Para Kike, "habrá una concentración de locales en grupos y cadenas, como ha pasado en otras ciudades, mientras que los bares y restaurantes más pequeños irán desapareciendo porque no hay relevo generacional. Hoy no hay familias dispuestas a vivir en torno a un bar desde la mañana hasta la noche. Además, para pagar nóminas hay que servir muchos cafés, y hoy, cuesta vivir de eso como se ha hecho siempre".

A la falta de relevo generacional, se suman otros problemas como la subida de los costes laborales, de la materia prima, los problemas para encontrar empleados... "Todo esto va a transformar la hostelería en negocios más profesionalizados, y a reducir la oferta". Para justificar la reducción del número de bares, también apunta a los cambios sociales.
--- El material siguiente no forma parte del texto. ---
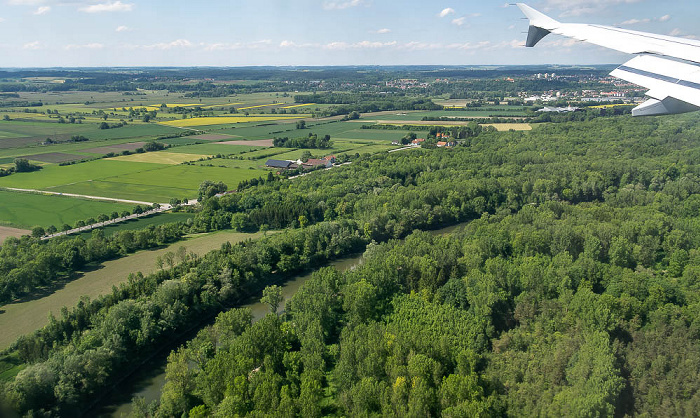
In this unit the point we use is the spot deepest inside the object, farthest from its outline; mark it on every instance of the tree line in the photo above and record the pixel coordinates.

"La gente ya no pasa tanto tiempo en el bar. Antes, la gente salía de trabajar, y el lugar de ocio era el bar, iban a tomarse unas cervezas, a jugar a las tragaperras, y volvían a casa para cenar. Ahora, la gente sale de trabajar, y van al gimnasio, sale a hacer deporte, va a buscar a los niños... El bar sigue siendo un punto de encuentro, pero diferente al de antes". 

En este sentido, junto a la concentración, "se impondrán bares como este, que funcionen durante todo el día, con una decoración cuidada y acogedora, que cuide la música y la acústica, y que no sean muy caros. Porque por un lado tendremos experiencias gastronómicas Michelin o restaurantes de producto, donde vas de vez en cuando a darte un capricho, pero luego debe existir el modelo de restaurante de precio ajustado donde puedes ir con la familia, los amigos o la pareja a disfrutar de tus momentos de ocio en cualquier momento".